Summary:
Concurrent index creation enforces state changes where clients cannot be
more than one state apart. The state is tracked by the catalog version,
and it is enforced by making sure all clients are at the catalog version
corresponding to the state change before moving on to the next state.
Problem is, the catalog version we wait on does not necessarily
correspond to the actual state change. The catalog version used for
waiting uses the local catalog version, which is just +1 of the previous
version. That is not accurate when other DDLs bump up the catalog
version simultaneously.
Fix with two parts:
1. wait on a proper catalog version: instead of using the local catalog
version, fetch the master's catalog version after the previous state
change commit, then wait on that version.
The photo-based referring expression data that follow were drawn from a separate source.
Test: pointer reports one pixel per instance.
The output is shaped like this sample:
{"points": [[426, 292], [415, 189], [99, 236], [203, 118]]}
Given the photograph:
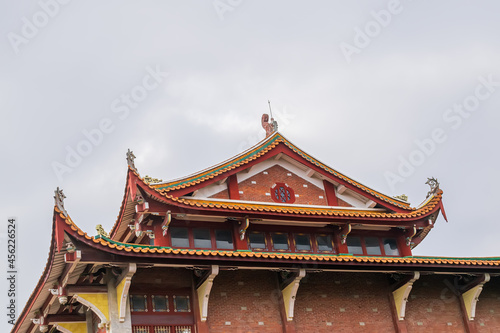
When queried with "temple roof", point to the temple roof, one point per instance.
{"points": [[266, 147]]}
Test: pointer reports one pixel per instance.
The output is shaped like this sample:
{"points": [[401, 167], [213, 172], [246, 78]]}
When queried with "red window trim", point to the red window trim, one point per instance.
{"points": [[381, 245]]}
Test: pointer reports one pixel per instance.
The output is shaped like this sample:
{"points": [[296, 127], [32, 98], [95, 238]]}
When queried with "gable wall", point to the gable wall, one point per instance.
{"points": [[256, 187]]}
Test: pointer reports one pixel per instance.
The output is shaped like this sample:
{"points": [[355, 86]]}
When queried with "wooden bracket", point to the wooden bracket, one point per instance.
{"points": [[203, 291], [471, 294], [243, 228], [166, 223], [344, 231], [122, 285], [289, 292], [410, 234], [401, 293]]}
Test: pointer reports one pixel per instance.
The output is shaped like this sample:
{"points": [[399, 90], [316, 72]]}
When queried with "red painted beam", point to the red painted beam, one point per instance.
{"points": [[232, 187], [331, 197]]}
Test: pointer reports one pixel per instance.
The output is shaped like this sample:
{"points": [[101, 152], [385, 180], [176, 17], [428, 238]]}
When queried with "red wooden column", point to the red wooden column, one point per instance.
{"points": [[160, 240], [239, 244], [331, 197], [340, 241], [201, 326], [232, 187]]}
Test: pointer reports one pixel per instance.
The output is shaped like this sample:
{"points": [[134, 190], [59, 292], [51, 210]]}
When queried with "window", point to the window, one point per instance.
{"points": [[280, 241], [223, 239], [257, 241], [372, 246], [181, 304], [324, 243], [202, 238], [354, 245], [391, 247], [138, 303], [180, 237], [302, 242], [282, 193], [160, 303]]}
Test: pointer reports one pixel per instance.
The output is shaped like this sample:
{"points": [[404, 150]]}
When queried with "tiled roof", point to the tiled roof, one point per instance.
{"points": [[304, 210], [259, 150], [106, 244]]}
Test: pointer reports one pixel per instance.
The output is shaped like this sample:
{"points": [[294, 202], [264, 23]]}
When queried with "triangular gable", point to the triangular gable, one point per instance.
{"points": [[277, 146]]}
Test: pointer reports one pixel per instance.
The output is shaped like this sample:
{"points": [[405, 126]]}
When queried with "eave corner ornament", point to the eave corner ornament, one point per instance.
{"points": [[100, 231], [151, 180], [269, 126], [403, 197], [434, 184], [130, 160], [59, 200]]}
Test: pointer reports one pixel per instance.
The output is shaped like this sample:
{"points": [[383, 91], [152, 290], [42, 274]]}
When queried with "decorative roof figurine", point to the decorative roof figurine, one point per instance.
{"points": [[270, 127], [100, 231], [130, 159], [434, 184], [59, 200]]}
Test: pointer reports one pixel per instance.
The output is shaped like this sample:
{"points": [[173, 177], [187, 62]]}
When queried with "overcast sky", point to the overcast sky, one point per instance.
{"points": [[388, 92]]}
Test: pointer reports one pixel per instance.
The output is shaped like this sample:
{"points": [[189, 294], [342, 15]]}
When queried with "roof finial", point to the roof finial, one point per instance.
{"points": [[434, 184], [272, 126], [130, 159], [100, 231], [59, 200]]}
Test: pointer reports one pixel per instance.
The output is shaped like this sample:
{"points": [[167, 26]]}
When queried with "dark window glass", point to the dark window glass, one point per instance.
{"points": [[302, 242], [179, 237], [160, 303], [354, 245], [202, 238], [324, 243], [280, 241], [391, 247], [372, 246], [282, 194], [257, 240], [138, 303], [181, 304], [224, 239]]}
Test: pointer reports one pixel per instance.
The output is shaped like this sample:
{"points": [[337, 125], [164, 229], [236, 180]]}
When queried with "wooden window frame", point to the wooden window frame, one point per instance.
{"points": [[332, 243], [294, 242], [287, 241], [266, 246], [381, 245]]}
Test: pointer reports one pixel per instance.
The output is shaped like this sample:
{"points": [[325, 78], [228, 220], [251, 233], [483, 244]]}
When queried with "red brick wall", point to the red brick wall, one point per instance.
{"points": [[309, 195], [488, 307], [247, 299], [432, 307], [343, 302], [224, 194]]}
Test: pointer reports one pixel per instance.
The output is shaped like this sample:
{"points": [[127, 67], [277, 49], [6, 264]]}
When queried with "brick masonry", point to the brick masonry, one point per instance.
{"points": [[343, 302], [433, 307], [244, 301], [488, 307], [256, 187]]}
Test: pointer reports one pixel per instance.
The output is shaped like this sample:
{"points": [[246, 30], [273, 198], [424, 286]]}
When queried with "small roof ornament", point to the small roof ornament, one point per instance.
{"points": [[130, 159], [100, 231], [269, 126], [59, 200], [434, 184]]}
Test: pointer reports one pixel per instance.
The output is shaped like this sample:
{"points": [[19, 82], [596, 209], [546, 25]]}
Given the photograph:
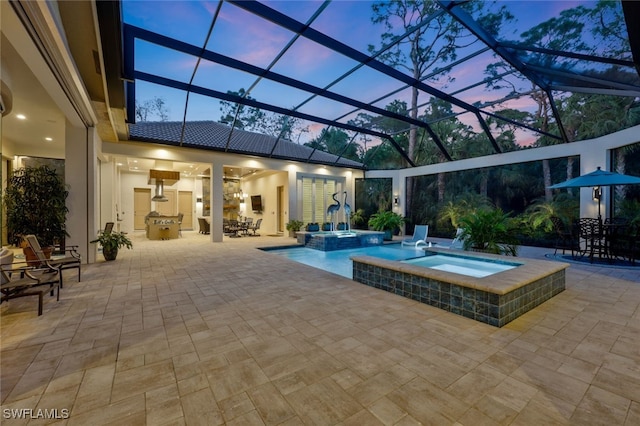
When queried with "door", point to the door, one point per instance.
{"points": [[281, 208], [141, 206], [185, 206], [168, 208]]}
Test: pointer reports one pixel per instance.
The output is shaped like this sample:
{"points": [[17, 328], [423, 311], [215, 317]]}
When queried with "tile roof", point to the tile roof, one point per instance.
{"points": [[215, 136]]}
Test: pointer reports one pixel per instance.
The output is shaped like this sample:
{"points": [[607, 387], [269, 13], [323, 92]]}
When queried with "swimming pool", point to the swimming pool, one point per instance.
{"points": [[339, 261]]}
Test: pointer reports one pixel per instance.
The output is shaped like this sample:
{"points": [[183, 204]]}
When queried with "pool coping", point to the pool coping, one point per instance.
{"points": [[501, 283]]}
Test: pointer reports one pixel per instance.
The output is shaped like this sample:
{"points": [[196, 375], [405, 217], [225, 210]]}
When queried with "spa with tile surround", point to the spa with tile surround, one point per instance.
{"points": [[340, 240], [494, 299]]}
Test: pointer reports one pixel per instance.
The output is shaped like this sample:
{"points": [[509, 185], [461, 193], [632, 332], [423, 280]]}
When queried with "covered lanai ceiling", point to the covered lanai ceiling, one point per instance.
{"points": [[341, 76]]}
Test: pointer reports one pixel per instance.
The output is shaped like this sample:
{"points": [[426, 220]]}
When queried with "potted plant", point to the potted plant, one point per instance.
{"points": [[386, 221], [312, 227], [111, 242], [358, 218], [489, 230], [294, 226], [35, 199]]}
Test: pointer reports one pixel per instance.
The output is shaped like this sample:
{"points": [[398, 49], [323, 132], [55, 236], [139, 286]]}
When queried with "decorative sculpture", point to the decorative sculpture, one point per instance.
{"points": [[333, 209], [347, 212]]}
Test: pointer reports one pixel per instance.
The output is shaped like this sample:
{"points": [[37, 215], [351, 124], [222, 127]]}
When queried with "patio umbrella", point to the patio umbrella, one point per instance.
{"points": [[598, 178]]}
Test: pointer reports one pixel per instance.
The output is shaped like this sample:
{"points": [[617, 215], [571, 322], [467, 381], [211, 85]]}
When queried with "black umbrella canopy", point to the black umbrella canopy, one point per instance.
{"points": [[598, 178]]}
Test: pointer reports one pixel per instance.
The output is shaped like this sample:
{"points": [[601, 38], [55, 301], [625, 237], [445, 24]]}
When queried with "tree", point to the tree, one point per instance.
{"points": [[254, 119], [152, 108], [433, 39]]}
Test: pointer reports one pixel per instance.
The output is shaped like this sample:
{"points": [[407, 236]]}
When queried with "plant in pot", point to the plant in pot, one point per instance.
{"points": [[294, 226], [313, 227], [111, 242], [358, 218], [386, 221], [35, 199], [489, 230]]}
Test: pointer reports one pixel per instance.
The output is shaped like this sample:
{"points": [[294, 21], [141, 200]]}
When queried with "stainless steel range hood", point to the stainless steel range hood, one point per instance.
{"points": [[159, 191], [159, 178]]}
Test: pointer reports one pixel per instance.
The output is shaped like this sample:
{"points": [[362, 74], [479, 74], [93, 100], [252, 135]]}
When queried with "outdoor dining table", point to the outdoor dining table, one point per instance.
{"points": [[608, 240], [592, 233]]}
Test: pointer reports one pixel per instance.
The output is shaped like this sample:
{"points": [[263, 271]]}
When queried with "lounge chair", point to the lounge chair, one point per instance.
{"points": [[255, 228], [205, 227], [20, 281], [419, 236], [72, 261], [457, 242]]}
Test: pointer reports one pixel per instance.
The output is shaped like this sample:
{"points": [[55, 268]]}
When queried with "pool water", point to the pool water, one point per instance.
{"points": [[338, 261], [461, 265]]}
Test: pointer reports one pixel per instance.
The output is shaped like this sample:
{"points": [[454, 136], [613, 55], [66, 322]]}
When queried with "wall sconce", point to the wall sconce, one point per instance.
{"points": [[596, 193], [240, 196]]}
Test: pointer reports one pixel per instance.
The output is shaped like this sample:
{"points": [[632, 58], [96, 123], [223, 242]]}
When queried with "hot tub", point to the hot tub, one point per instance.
{"points": [[496, 298]]}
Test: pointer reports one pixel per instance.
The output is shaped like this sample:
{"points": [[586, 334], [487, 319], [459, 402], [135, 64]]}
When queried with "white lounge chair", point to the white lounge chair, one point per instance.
{"points": [[457, 242], [419, 236]]}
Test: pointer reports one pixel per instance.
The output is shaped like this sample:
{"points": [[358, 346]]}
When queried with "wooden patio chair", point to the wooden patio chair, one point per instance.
{"points": [[22, 281], [72, 261]]}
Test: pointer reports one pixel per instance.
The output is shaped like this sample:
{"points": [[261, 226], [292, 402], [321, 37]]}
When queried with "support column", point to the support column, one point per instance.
{"points": [[217, 201], [80, 203]]}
The downside is that there
is a time window between commit and fetching of master's catalog
version such that we may end up waiting on a later version than
necessary, but I didn't find an easy way to get the actual version
corresponding to the commit, especially considering issue #5030.
1. avoid waiting on the backend that is running the CREATE INDEX: since
we are now possibly waiting on catalog versions that are beyond the
version that the CREATE INDEX is at, it becomes necessary to
whitelist the backend running CREATE INDEX from being taken into
consideration during the wait on backends catalog version request.
This involves a lot of plumbing to send down that information. The
info to identify the backend is the tserver UUID and backend PID.
Some considerations:
- setting the local catalog version to +1 is an existing optimization
that should be reconsidered. If a concurrent DDL happened such that
the actual catalog version is higher, this backend may pass breaking
catalog version checks even if it doesn't deserve to. Do not deal
with this issue in this commit. Filed #25068.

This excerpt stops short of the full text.